PATIENCE WHEATCROFT: The human factor - In a battle for supremacy such as that between Pinault and Arnault for Gucci, business economics may be subsumed by the wish to come out on top

PATIENCE WHEATCROFT: The human factor - In a battle for supremacy such as that between Pinault and Arnault for Gucci, business economics may be subsumed by the wish to come out on top - Gucci has been resurrected as a highly desirable brand. Fashionistas

by PATIENCE WHEATCROFT, business and City editor of The Times
Last Updated: 31 Aug 2010

Gucci has been resurrected as a highly desirable brand. Fashionistas would risk breaking their nails to grab the latest handbag or boot-cut trousers from the Italian fashion house. But that does not explain why two apparently sophisticated Frenchmen have been scrapping for more than two years over the Gucci prize.

There is far more at stake in the battle between Francois Pinault and Bernard Arnault than business ownership. They have become fierce personal rivals. The danger is that, in a battle for supremacy such as this, business economics may be subsumed by the wish to come out on top. And if success is bought at too high a price, the victor may soon tumble.

Rarely is there such an epic fight as that between Arnault and Pinault, who are vying for the title of France's richest man. But even on a lesser scale, business rivalries that become personal can also become dangerous for the shareholders who, all too often, are providing the funding for the gladiators.

Investors in the British company Tomkins may recognise the syndrome.

Greg Hutchings had learned his skills as a corporate gun-slinger working for Lord Hanson. When he left and set about turning Tomkins into a conglomerate on the Hanson scale, one could sense the wish to show his old master that he was now his equal. Hutchings' background is very different from Hanson's, whose family business had provided him with a comfortable cushion from which to build his empire. The chip on his shoulder was sharp enough to scratch anyone who questioned his strategy.

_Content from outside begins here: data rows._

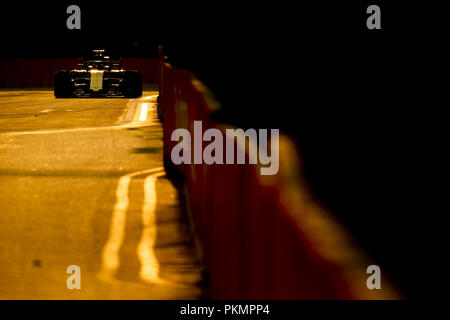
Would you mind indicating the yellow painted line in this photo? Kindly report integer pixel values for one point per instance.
(144, 110)
(149, 263)
(110, 254)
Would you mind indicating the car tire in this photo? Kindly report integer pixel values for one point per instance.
(62, 88)
(132, 84)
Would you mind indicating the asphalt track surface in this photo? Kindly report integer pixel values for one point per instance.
(81, 183)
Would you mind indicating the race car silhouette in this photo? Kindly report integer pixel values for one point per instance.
(98, 75)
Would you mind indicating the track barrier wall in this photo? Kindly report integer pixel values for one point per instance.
(261, 237)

Ranks Hovis McDougall was not an obvious must-have for Tomkins, with its engineering and guns interests. Yet Tomkins joined Hanson in the fight to buy it. Eventually, victory went to Hutchings, but he is still paying the price, for, in his determination to outbid his former boss, he paid too much for RHM and the deal dogged his share price ever after.

Had he not been so intent on gaining RHM, his idiosyncratic approach to corporate governance might not have attracted the hostility that led to his departure from Tomkins.

When a corporate bid battle is waging, it often risks becoming a personal tussle between the protagonists. This seemed to be the case during last year's fight for National Westminster Bank. Perhaps it was inevitable, given that the contenders were Scotland's two major banks. (Investors were so fed up with NatWest's performance that they weren't prepared to countenance the bank holding onto its independence, despite Sir David Rowlands' new management team. No matter how persuasive his arguments, the message from major shareholders was that NatWest did not deserve to survive. Irrational, perhaps. Surprising how often emotion intrudes on investment decisions.)

So Bank of Scotland's Peter Burt found himself pitched directly against Royal Bank of Scotland's Sir George Mathewson - not a particularly edifying spectacle. Briefings against each other's strategies verged on viciousness as the price went up, but it was Royal Bank that won NatWest.

Burt is far from relaxed about his defeat. Intent on proving that he is not a loser, he has turned his attentions to Abbey National, only to find Lloyds TSB trying to knock him out of the ring. Should he lose again, investors will watch carefully to ensure that the need to prove himself does not lead Burt, and BoS, into a dangerous display of corporate machismo.

It could not, however, come near to the extraordinary competition between Arnault and Pinault. Arnault came from a moneyed background and enjoyed the best education France can provide; Pinault boasts that he is a woodcutter's son and has no qualifications. Until less than a decade ago, they appeared content to build their own businesses with admiring glances towards each other. But then they got a taste for luxury brands and, like a Bond Street shopaholic, wanted the best for themselves.

Arnault was first into the sector and had already acquired Louis Vuitton, Moet Hennessy and Dior, among others, before Francois Pinault decided to add something a little more up-market to his chains of supermarkets, Printemps department stores and La Redoute mail order. What better way to start than with Chateau Latour? That purchase in 1993 seems to have signalled the start of the rivalry.

The nature of the battle was apparent when Pinault bought the Christie's auction house in 1998. By the following year, Arnault was the owner of rival Phillips. In the couture world, Arnault is way ahead, with names like Christian Lacroix and Givenchy, but he cannot countenance losing Gucci to Pinault. Management time, shareholders' cash and batteries of lawyers have been thrown at the case.

There is more at stake than profit: this is personal.